むかし思ふ 草の庵の 夜の雨に 涙な添へそ
山ほととぎす
                藤原俊成 

(むかしおもう くさのいおりの よるのあめに なみだ
 なそえそ やまほととぎす)

意味・・かって公卿(くぎょう)として宮中に出仕していた
    頃の昔の事を思いながら、今はこの侘び住まいの
    中で、しみじみと涙を催させる夜の雨に、さらに
    悲しい涙を添えてくれるな、山ほととぎすよ。

    この歌は、白楽天の次の詩を踏まえて詠んだ歌
    です。
    「蘭省(らんせい)花の時の錦帳(きんちょう)の
    下(もと) 廬山(ろざん)の雨の夜の草庵の中」

    (かって朝廷に仕えていた頃は、花の季節には、
    綾織の帳の下で、栄誉の毎日を過ごしていたが、
    今は廬山にあって、雨の夜、草庵の中で侘びし
    く暮らしている)

    また、「山ほととぎす」は蜀の望帝の魂が化し
    てほとどぎすになったという中国の伝説にもと
    づいています。
    その説話は、
    「蜀の最後の王、望帝は位を人に譲り、逃亡し
    た。

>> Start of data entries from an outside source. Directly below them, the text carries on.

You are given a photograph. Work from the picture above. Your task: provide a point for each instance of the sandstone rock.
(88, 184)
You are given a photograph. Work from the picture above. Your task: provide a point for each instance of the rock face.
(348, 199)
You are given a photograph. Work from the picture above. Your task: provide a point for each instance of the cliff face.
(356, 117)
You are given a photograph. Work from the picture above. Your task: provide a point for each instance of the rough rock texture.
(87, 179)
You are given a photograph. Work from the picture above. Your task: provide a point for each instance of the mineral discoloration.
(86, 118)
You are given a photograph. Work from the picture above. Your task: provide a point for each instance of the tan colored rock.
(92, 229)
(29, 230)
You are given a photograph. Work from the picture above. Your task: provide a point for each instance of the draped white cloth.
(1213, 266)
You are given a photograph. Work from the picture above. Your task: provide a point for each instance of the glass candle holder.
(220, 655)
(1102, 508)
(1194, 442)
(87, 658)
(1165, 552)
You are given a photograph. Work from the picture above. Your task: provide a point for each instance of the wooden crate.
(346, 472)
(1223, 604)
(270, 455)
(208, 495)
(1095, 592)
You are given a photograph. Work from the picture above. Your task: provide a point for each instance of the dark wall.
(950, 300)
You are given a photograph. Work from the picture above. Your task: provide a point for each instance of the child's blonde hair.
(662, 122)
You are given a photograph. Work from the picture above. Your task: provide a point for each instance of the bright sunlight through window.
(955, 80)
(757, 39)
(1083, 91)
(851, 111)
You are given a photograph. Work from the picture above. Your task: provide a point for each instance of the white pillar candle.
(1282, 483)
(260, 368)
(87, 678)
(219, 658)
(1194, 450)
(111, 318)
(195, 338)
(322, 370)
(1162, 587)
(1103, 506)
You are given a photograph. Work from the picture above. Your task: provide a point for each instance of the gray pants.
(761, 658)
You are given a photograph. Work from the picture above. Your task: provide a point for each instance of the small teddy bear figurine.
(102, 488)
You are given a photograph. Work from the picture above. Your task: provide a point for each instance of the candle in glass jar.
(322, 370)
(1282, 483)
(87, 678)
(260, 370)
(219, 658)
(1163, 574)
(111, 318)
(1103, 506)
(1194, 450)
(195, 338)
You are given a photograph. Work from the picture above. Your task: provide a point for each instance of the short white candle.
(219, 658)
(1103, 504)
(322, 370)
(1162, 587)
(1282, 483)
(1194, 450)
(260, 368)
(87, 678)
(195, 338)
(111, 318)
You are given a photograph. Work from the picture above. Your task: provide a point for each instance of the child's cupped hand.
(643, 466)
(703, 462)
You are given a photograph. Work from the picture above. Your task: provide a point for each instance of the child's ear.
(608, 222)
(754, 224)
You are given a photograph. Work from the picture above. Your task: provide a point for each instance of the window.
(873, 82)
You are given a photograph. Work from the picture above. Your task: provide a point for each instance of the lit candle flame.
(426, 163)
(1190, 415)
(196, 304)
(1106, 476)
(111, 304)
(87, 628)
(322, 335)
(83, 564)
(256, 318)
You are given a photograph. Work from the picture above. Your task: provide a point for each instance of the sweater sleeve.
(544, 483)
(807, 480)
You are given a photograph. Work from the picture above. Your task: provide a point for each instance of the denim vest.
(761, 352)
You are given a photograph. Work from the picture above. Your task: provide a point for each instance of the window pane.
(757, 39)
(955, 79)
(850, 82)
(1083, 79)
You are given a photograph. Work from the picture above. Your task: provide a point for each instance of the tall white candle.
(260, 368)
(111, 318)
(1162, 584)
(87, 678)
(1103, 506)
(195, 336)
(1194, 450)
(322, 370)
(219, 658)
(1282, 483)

後に王位に復しようとしたが、失敗して死
    に、ほとどぎすに転生して、春が来るたびに昼
    も夜も悲しい声で鳴(泣)いた」というものです。

 注・・昔思ふ=公卿として宮中に出仕していた頃の昔。
     正三位・皇太后宮大夫として出仕、63歳の時
     出家した。
    草の庵=侘びしい住まい。
    蘭省(らんせい)=宮殿のこと。

作者・・藤原俊成=ふじわらのとしなり。1113~1204。
    正三位・皇太后宮大夫。「千載和歌集」の撰者。
 
出典・・新古今和歌集・201。
 
感想・・この歌を読んで昔の会社の出来事を思い出しま
    した。
    若い頃の事、上司の掛長がいました。好きなタ
    イプの上司ではありませんでした。それでもハ
    イハイと素直に言う事を聞いていました。無理
    な事を言われても仕方なしにやるという態度で
    す。でも掛長の立場にすれば、良く言う事を聞
    く部下の一人でした。
 
    その後私は職場を変わり、協力会社を使う立場
    になりました。元の上司の掛長も出向して課長
    として協力会社に来ました。
    その課長が私に頼み事をしにやって来ました。
    今は課長、昔は上司の掛長。その立場で私に頼
    み事をしました。
    元の上司の立場のつもりで頼みをするので、私
    はその頼みを断りました。昔の嫌なイメージも
    ありました。
    下手に出ていれば頼み事を聞いたのですが。
    
    その時の昔の上司の掛長の気持ちはどう思った
    事でしょうか。
    上記の歌「むかし思ふ草の庵の夜の雨に涙な添
    へそ山ほととぎす」の気持ちだと思いました。
    
    その後、私は、力関係はいつ変わるか分からな
    いと思いました。それからは協力会社の人達も
    同じ社員という気持ちになって無理難題を押し
    付けないようにしました。
    相手の身分での対応ではなく、誰にでも誠意の
    ある対応でなければいけないと思いました。